As she got older, Hellen Keller began to study at schools for the deaf in New York City and Boston. Over time, she was excepted into Radcliffe College. During her junior year at Radcliffe, Keller wrote her first book. Her book was called The Story of My Life, and talked about her personal experiences and accomplishments as someone with disabilities. Hellen graduated from Radcliffe College in 1904, and went on to publish four other books including topics like religion, social problems and a biography of Anne Sullivan. Keller also wrote articles for a handful of national magazines on blindness prevention and education of the blind. She was also a strong women’s rights activist, and discussed her ideals in some of her works, as well as a public voice.

In 1915, Hellen Keller went before Congress to discuss the improvement of welfare for the blind. She co-founded Hellen Keller international, and fought the causes and consequences of blindness, which helped her found the American Civil Liberties Union.

In 1918, Hellen Keller made her first movie. The movie, Deliverance, discussed the difficulties and challenges of being blind. In 1924, Keller joined the American Foundation for the Blind as an advisor and fund-raiser coordinator. Her determination, passion, and sweet personality won her contributions from many people of power including Henry Ford and John D. Rockefeller, as well as movie industry personal.

Many honors were placed upon Hellen Keller including the Theodor Roosevelt Distinguished Service medal, the Presidential Medal of Freedom, and an election to the Woman’s Hall of Fame. She also received her doctoral degree from many universities including Harvard and Temple.
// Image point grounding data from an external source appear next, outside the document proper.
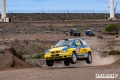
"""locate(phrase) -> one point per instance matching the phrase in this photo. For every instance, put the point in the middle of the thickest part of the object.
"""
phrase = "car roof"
(88, 30)
(74, 38)
(74, 28)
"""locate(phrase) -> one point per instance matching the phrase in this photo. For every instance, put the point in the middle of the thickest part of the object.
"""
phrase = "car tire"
(66, 63)
(49, 62)
(74, 58)
(89, 59)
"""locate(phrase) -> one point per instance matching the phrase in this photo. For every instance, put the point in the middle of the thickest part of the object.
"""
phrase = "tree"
(113, 28)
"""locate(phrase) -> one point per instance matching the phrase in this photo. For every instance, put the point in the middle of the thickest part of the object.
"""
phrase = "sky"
(59, 5)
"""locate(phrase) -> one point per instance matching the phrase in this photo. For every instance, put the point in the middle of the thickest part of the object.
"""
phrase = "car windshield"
(64, 43)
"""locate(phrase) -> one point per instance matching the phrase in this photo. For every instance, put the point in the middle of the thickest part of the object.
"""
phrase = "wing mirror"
(51, 47)
(77, 44)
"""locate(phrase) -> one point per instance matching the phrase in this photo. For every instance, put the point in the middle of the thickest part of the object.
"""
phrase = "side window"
(84, 43)
(78, 41)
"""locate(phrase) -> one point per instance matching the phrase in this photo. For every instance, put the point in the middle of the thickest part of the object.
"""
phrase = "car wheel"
(66, 63)
(74, 58)
(49, 62)
(89, 59)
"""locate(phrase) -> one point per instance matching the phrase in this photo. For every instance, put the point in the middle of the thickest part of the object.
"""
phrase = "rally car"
(69, 51)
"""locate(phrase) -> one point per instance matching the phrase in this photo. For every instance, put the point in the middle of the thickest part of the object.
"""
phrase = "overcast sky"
(59, 5)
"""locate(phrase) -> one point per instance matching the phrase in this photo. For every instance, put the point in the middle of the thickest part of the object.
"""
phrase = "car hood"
(58, 48)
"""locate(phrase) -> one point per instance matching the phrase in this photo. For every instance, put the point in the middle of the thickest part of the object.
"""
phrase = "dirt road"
(57, 73)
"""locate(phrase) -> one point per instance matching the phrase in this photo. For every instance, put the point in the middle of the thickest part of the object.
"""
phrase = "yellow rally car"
(69, 51)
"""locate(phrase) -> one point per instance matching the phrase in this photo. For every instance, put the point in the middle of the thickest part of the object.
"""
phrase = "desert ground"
(21, 42)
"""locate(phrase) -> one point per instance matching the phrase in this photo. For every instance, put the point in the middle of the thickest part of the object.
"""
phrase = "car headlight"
(47, 52)
(64, 50)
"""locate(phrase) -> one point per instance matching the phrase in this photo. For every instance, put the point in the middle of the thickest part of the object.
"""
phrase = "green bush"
(114, 52)
(112, 28)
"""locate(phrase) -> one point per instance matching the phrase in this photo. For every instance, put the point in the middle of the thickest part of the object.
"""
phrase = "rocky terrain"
(24, 41)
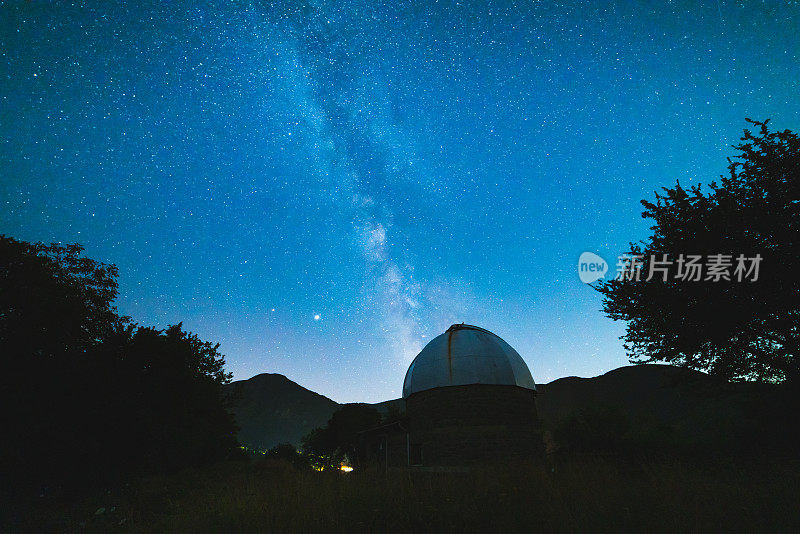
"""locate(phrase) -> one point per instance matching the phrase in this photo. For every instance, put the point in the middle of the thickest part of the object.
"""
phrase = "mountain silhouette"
(671, 405)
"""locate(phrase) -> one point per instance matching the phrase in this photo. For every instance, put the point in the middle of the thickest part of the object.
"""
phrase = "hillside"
(670, 405)
(271, 409)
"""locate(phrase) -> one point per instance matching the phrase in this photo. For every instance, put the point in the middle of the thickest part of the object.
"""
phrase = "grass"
(579, 495)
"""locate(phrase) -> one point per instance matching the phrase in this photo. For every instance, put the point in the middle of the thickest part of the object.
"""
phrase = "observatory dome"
(466, 355)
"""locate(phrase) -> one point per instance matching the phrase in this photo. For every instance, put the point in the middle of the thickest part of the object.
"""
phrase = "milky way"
(322, 187)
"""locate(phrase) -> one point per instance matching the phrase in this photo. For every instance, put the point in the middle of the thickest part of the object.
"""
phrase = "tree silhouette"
(90, 397)
(732, 328)
(340, 437)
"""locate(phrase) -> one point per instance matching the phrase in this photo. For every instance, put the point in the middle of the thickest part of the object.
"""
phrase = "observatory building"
(469, 399)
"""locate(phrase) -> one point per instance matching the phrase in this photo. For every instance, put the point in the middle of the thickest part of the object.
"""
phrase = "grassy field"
(586, 495)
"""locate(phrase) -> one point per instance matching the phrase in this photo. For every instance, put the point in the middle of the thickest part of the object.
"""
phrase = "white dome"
(466, 355)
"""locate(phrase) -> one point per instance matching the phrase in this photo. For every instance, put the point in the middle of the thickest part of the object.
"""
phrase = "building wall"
(466, 425)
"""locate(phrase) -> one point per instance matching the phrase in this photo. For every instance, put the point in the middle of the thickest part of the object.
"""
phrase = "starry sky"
(322, 187)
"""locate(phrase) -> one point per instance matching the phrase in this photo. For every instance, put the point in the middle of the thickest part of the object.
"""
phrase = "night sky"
(322, 187)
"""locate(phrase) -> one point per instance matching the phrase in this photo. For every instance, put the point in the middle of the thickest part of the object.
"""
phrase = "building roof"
(463, 355)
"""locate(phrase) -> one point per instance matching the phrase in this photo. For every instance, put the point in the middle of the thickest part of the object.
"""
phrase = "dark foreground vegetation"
(577, 495)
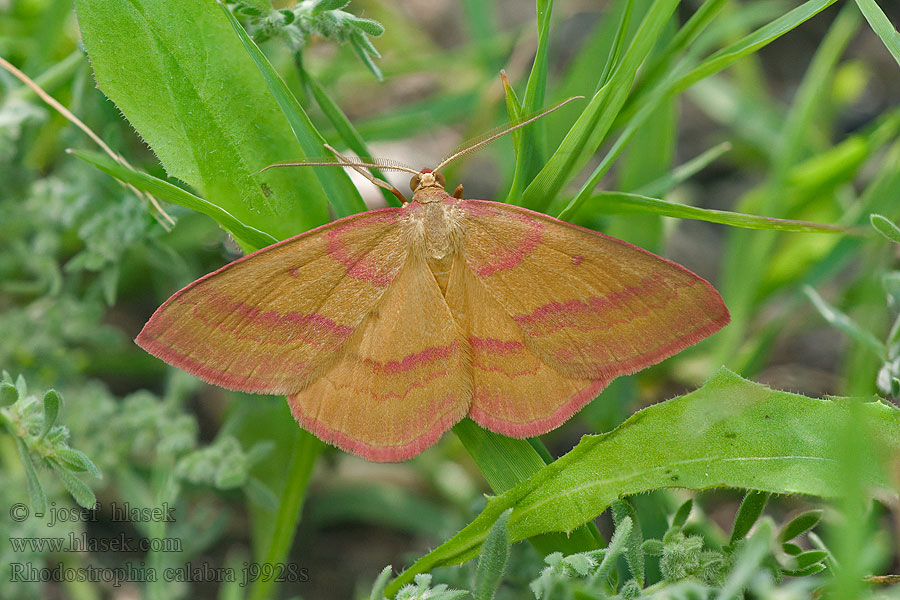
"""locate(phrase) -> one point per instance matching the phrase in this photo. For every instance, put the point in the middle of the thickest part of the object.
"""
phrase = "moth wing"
(588, 305)
(402, 381)
(271, 321)
(515, 393)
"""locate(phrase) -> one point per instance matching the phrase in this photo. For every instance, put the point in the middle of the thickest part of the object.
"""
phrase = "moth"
(384, 329)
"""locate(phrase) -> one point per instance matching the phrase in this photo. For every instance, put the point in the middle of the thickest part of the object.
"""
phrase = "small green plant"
(32, 423)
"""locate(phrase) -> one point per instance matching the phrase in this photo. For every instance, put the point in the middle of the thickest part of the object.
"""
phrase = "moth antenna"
(491, 137)
(65, 112)
(380, 183)
(357, 165)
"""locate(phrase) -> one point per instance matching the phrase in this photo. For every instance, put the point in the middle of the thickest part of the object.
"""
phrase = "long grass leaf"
(340, 191)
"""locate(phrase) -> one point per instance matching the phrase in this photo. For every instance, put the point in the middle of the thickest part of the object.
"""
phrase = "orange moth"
(385, 328)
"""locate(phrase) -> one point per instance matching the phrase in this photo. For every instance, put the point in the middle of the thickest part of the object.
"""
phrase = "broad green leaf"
(749, 512)
(882, 26)
(620, 203)
(634, 555)
(181, 77)
(729, 433)
(340, 191)
(752, 42)
(172, 193)
(506, 462)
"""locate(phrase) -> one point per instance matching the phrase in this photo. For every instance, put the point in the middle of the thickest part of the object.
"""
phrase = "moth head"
(427, 178)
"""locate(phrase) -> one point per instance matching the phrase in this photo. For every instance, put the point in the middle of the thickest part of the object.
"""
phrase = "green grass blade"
(683, 172)
(753, 42)
(591, 127)
(340, 191)
(174, 194)
(506, 462)
(621, 203)
(305, 452)
(882, 26)
(841, 321)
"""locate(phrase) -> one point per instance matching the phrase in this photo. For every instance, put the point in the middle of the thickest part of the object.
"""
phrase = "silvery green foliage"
(41, 442)
(422, 590)
(757, 558)
(312, 17)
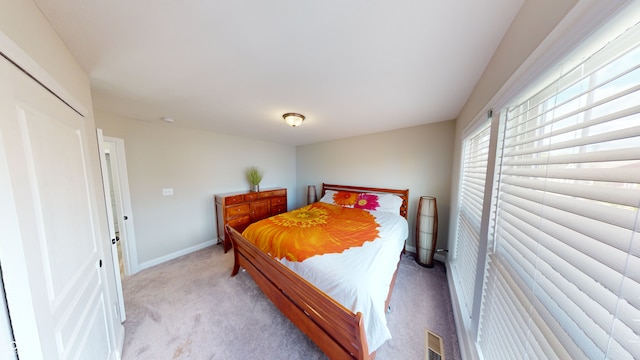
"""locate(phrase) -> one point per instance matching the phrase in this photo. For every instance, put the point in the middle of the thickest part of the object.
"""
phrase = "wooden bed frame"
(337, 331)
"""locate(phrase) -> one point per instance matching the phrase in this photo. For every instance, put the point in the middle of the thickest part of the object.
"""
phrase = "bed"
(346, 322)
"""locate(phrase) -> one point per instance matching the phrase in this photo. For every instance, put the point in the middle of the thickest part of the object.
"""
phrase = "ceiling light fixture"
(293, 119)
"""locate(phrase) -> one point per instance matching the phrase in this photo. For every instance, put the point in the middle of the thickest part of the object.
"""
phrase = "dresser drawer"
(278, 209)
(230, 200)
(282, 192)
(239, 223)
(278, 201)
(238, 210)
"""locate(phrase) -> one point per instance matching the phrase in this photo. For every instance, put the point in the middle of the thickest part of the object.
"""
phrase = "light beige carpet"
(190, 308)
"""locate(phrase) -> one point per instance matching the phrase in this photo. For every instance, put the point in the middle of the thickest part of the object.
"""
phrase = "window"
(472, 188)
(561, 258)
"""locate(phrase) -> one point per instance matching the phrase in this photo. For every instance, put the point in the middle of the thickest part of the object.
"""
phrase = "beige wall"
(27, 38)
(197, 164)
(418, 158)
(23, 23)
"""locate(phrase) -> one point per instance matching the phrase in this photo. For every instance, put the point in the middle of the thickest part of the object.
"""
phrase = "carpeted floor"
(190, 308)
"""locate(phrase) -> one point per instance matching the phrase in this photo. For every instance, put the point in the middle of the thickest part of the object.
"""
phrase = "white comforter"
(359, 278)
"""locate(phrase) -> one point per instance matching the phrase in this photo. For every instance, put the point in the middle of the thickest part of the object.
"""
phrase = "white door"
(115, 258)
(51, 248)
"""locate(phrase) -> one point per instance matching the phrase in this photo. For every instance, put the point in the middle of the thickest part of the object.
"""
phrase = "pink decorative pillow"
(366, 201)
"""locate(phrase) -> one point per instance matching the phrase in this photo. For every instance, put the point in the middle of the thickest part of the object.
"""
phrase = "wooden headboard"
(403, 193)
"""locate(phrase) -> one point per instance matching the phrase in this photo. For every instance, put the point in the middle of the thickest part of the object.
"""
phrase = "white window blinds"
(474, 169)
(563, 280)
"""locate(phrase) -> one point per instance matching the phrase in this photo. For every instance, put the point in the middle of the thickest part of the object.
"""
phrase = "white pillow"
(366, 201)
Hellen Keller is remembered for her remarkable accomplishments as a person who was deaf and blind, as well as her passion, intelligence, and determination to keep pushing forward and never giving up despite her disabilities. Her willingness to push the boundaries of her disabilities and not let anything get in her way is one of the many reasons we celebrate her today, and especially during Woman’s History Month.

Woman’s History Month is celebrated every March to honor women whose contributions to events in history and contemporary society are highlighted today. Woman’s History Month is widely celebrated throughout the United States, for many women here have donated to women’s history, including Hellen Keller, Clara Barton and Emily Dickinson.